Chobani Is Going Public. Its ‘Anti-CEO’ Founder Won’t Be The Only Employee Who Could See A Big Payday

Food & Drink

For most people, big payouts from initial public offerings call to mind software engineers—not yogurt factory workers.

But when Chobani goes public, some of its hourly workers could stand to make $1 million or more in stock awards, an uncommon outcome in an industry rarely lauded for its treatment of workers.

The Norwich, N.Y.-based company filed paperwork Wednesday with the U.S. Securities and Exchange Commission for an initial public offering, mentioning its unusually generous equity plan in a reminder of how much some employees stand to receive.

Five years ago, Chobani founder and CEO Hamdi Ulukaya—the billionaire “yogurt king” who has said he follows an “anti-CEO playbook” and is worth $2.1 billion by Forbesestimate—caused a stir when he announced the grant to employees. His some 2,000 full-time employees would be awarded shares worth up to 10% of the company’s value when it eventually went public or was sold. 

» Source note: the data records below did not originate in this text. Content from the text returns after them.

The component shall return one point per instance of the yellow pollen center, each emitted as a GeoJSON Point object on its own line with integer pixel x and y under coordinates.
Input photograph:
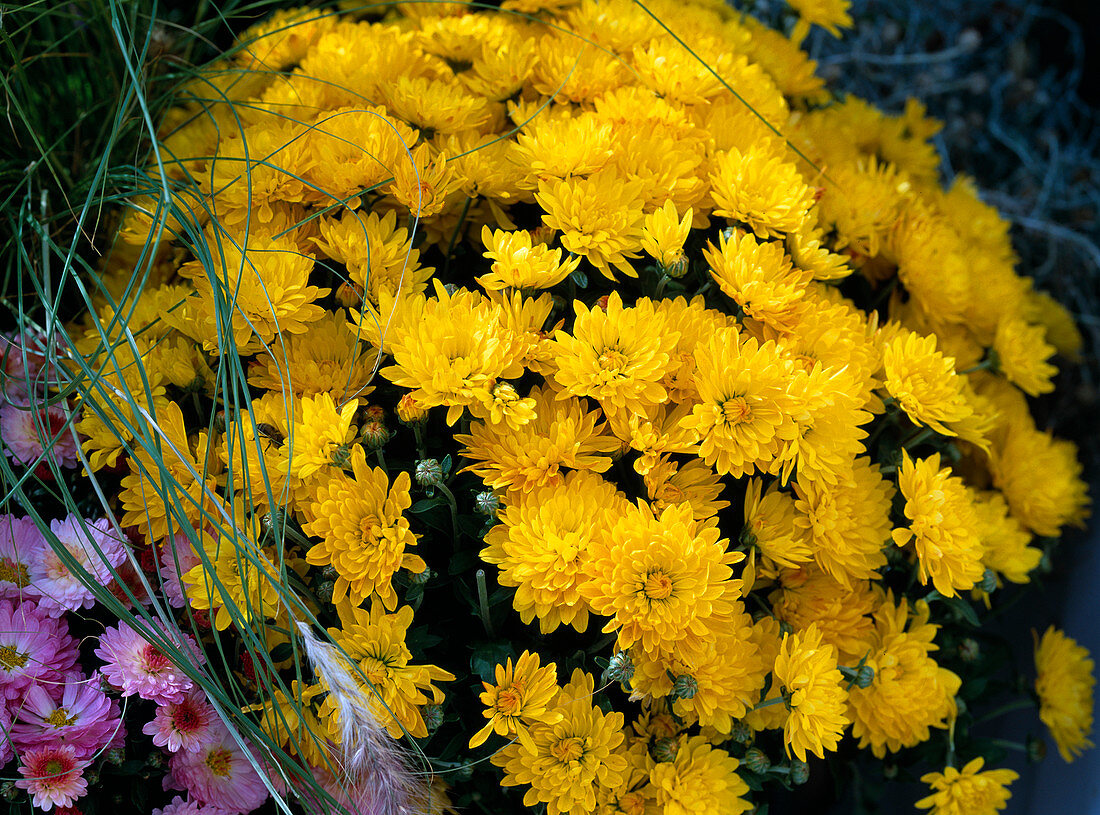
{"type": "Point", "coordinates": [509, 701]}
{"type": "Point", "coordinates": [736, 410]}
{"type": "Point", "coordinates": [658, 585]}
{"type": "Point", "coordinates": [570, 749]}
{"type": "Point", "coordinates": [10, 658]}
{"type": "Point", "coordinates": [59, 718]}
{"type": "Point", "coordinates": [612, 360]}
{"type": "Point", "coordinates": [218, 761]}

The award got so much attention in part, says Rita McGrath, an author and professor at Columbia Business School, because “it is unusual in that sector.” While a few manufacturers have begun offering shares to hourly blue-collar workers—and despite “endless amounts of research that if you treat people fairly and pay them well, you’ll get better performance,” McGrath says—it’s still not practiced in many industries. 

“Unfortunately a lot of employers treat their workers as badly performing robots, which is just the wrong way to go,” she says.

Chobani did not reveal many details when the award was disclosed in 2016, but the New York Times, granted interviews before the decision was made public, reported that shares were based on tenure. The report estimated that at a $3 billion valuation, the average employee payout would be $150,000, while the earliest employees’ stakes could possibly reach over $1 million. 

Now, Chobani, which said in its prospectus that it had $1.4 billion in revenue in 2020, up from the previous year while losses tripled during that time, is reported to have a valuation that could top $10 billion, according to a July report in Reuters. That could raise employees’ stakes, says Corey Rosen, founder of the National Center for Employee Ownership, a nonprofit membership group. 

“It sends a message about what the company thinks about its employees,” Rosen says, noting Chobani’s approach is different from an Employee Stock Ownership Plan, in which a trust owns the shares, which are granted over time and employees receive the value when they leave the firm. 

A Chobani spokeswoman declined to answer any questions about the share plan, citing the so-called quiet period that leads up to a public listing. In its filing, Chobani said that its employees and directors are eligible to receive awards that participants may later settle for cash or shares of its common stock.  

The program, the prospectus states, “consists of awards to every full-time employee, representing a stake in Chobani’s future value” and is part of the company’s “people-first culture.” It implemented a starting wage of $15 an hour in 2020—the average is approximately $19, the filing says—and has offered six weeks of paid parental leave for all employees since 2016.

Ulukaya, an immigrant from Turkey known for buying an 80-year-old yogurt factory and turning a small feta cheese business into a dairy giant that now also makes plant-based creamers and ready-to-drink coffee products, has said he follows the “anti-CEO” playbook. In a TED talk by that name, he referenced the share award, saying “some said it’s P.R. Some said it’s a gift. I said it’s not a gift. I watched it. They’ve earned it with their talents and their hard work and I don’t see any other way.” 

In the same talk, he called the idea of business existing to maximize profits for shareholders “the dumbest idea I’ve ever heard in my life. In reality, business should take care of employees first.” Ulukaya appears to be following through on that, last month becoming a Delaware public benefit corporation, a corporate structure that means it is intended to operate in a responsible and sustainable manner and may potentially shield it from certain shareholder lawsuits.

Though Chobani’s approach hasn’t been common outside the technology industry, the idea has gotten some traction in recent years in an unusual place: private equity. Pete Stavros, partner and co-head of Americas private equity at KKR, says the private equity giant has granted stock to blue-collar employees at 11 of the industrial companies where it held a stake over roughly the past decade. The 16,000 workers at manufacturer Ingersoll Rand, for instance, were granted shares now worth about $500 million.   

Across the companies that implemented the practice, Stavros says, “people are more engaged on the job. They’re less likely to quit. They’re more optimistic about the future.” 

The firm is considering how to use the approach with other companies, and is backing a new nonprofit aimed at helping companies adopt a model where a broad base of employees gets access to company stock. “I think this is where the world is going,” Stavros says. “Capitalism won’t survive stock ownership the way it is today.”